Né le 21 janvier 1914 à Plainfaing (Vosges), exécuté sommairement le 6 juin 1944 à Taintrux (Vosges) ; artisan bûcheron ; résistant homologué DIR.

Louis Vincent était artisan bûcheron à Raon-sur-Plaine (Vosges).
Il entra dans la Résistance au 4e groupement des Vosges et au maquis de Corcieux (Vosges).
Le 6 juin 1944, à l’annonce du débarquement en Normandie, le maquis de Corcieux reçut l’ordre du soulèvement afin d’empêcher les troupes allemandes de partir vers le front. Les hommes qui étaient cantonnés chez eux se préparaient depuis des mois.
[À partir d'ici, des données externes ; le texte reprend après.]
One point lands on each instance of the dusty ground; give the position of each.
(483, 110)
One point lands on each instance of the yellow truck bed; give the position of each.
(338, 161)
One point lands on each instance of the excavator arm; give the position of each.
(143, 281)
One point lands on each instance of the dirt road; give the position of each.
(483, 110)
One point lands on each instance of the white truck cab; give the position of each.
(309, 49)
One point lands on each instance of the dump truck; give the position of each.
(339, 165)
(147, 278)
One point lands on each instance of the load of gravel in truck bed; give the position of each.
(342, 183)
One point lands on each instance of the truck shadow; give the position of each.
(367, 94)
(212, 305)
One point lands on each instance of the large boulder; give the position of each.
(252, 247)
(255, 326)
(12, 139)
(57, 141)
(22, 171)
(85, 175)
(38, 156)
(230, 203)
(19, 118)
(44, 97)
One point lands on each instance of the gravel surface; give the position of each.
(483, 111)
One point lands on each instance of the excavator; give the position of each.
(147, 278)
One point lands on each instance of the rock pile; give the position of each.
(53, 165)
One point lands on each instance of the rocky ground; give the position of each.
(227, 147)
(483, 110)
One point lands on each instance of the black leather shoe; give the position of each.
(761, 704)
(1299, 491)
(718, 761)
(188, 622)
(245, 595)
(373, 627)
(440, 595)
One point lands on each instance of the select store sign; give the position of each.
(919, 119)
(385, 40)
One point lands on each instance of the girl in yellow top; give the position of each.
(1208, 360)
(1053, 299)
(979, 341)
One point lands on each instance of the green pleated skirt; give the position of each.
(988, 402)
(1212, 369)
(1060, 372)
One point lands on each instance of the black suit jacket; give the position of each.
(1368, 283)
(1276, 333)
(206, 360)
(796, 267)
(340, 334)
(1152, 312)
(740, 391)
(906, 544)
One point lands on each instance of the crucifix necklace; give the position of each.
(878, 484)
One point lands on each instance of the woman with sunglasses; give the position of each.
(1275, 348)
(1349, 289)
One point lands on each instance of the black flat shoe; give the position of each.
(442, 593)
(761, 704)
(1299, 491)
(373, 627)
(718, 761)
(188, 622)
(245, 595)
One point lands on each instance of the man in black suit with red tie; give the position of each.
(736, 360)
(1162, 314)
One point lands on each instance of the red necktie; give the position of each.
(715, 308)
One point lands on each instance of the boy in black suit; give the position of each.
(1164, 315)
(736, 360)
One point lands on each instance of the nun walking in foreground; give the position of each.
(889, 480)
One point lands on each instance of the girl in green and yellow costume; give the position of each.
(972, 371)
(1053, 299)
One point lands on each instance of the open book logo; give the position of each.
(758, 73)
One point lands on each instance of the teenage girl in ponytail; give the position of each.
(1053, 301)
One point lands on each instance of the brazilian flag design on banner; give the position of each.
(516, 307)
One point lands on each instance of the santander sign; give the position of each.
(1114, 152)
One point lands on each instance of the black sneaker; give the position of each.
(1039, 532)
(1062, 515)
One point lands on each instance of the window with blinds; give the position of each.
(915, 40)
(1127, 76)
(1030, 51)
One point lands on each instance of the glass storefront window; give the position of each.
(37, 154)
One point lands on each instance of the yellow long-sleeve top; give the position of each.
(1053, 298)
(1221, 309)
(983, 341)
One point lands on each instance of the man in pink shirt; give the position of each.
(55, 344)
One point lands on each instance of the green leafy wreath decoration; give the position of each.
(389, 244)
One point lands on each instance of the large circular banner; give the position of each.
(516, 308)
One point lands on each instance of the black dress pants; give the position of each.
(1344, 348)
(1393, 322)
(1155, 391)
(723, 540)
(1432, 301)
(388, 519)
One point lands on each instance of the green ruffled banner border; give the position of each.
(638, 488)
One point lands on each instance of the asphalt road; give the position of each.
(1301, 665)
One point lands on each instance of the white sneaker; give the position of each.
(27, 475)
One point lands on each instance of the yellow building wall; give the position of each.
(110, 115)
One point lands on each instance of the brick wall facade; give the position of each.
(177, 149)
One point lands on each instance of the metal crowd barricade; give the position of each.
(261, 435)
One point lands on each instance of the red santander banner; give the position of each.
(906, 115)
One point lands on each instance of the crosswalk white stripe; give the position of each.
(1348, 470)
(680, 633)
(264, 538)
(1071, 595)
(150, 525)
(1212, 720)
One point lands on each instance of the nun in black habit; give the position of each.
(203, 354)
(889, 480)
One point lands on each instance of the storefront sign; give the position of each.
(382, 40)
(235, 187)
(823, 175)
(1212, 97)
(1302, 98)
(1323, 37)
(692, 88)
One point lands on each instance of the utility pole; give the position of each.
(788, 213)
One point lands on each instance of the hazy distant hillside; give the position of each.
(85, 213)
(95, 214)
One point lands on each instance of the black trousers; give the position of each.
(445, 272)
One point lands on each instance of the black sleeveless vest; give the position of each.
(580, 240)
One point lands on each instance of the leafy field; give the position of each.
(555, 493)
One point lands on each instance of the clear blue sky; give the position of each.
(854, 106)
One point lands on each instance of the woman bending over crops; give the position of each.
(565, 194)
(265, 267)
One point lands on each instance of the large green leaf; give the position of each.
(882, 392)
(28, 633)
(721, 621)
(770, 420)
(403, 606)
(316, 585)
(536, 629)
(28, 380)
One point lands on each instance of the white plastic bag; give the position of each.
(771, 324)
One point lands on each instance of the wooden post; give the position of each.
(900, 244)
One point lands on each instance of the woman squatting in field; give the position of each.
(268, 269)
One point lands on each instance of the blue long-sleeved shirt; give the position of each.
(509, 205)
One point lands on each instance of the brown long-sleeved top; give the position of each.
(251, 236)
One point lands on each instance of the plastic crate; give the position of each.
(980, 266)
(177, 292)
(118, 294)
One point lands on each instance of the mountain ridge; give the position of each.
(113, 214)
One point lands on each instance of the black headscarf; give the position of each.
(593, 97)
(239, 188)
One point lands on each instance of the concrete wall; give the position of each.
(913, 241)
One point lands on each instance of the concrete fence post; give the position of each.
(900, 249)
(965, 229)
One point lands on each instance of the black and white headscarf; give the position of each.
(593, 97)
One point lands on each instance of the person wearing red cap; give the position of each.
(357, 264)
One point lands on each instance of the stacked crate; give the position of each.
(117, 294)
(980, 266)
Ce fut le seul maquis à entrer en action ce jour-là car tous les autres avaient reçu au dernier moment l’ordre de ne pas déclencher la guérilla à cause du manque d’armes et de munitions.
Dans la nuit du 5 au 6 juin 1944, à 4h45 le capitaine Marcel Vinchard qui commandait le maquis partit avec 150 hommes à l’attaque de la garnison allemande de Taintrux (Vosges). Louis Vincent appartenait au groupe de Philippe Pierrat, fils du maire de Taintrux, qui avait pour objectif de capturer les 14 gradés allemands qui logeaient au café Gérard. Le groupe pénétra dans le café, mitraillette à la main, et captura tous les gradés. Des coups de feu éclatèrent soudain et les Allemands cantonnés à la mairie contre-attaquèrent. La lutte devint inégale, les FFI se battant à l’intérieur du café et au dehors pendant deux heures, tout en tenant en respect les prisonniers capturés. Philippe Pierrat blessé à la tête sortit pour essayer de se mettre en liaison avec les autres FFI mais après avoir abattu plusieurs soldats allemands, il tomba frappé à mort, non loin de ses hommes. A l’intérieur du café et aux abords la lutte continua et trois autres résistants, Charles Galmard, Camille Mangin et André Christal furent également frappés à mort au lieu-dit "La ville du Pré", à Taintrux.
Les cinq survivants du groupe, René Anxionnat, Gaston Moulin, André et René Parisot, et Louis Vincent, dont les munitions étaient épuisées, furent désarmés et conduits à la Gestapo de Saint-Dié (Vosges), où ils furent torturés. Le lendemain soir, ils furent ramenés mourants à Taintrux et achevés à 22h30 sur la place publique d’une rafale de mitraillette. Leurs corps furent laissés à côté de leurs quatre camarades morts au combat la veille.
Louis Vincent obtint la mention « Mort pour la France » et le titre de "Déporté et interné résistant" (DIR).
Il reçut à titre posthume la Médaille de la Résistance française par décret du 23 juillet 1965 publié au JO le 14 août 1965.
Son nom figure sur le monument aux morts, à Plainfaing (Vosges), la plaque commémorative 1939-1945 de la mairie et le monument aux morts, à Taintrux.
Sources

SOURCES : SHD, Vincennes, GR 596358 (nc).— AVCC Caen, AC 21 P 689259 (nc).— Association Maurice Vissà - Editions de l’Avière Maison des cités ouvrières Les combats de Taintrux.— Francebleu 3 juin 2019 TÉMOIGNAGES - Le 6 juin 1944, le maquis de Corcieux se soulève.— Mémoire des Hommes.— Mémorial GenWeb.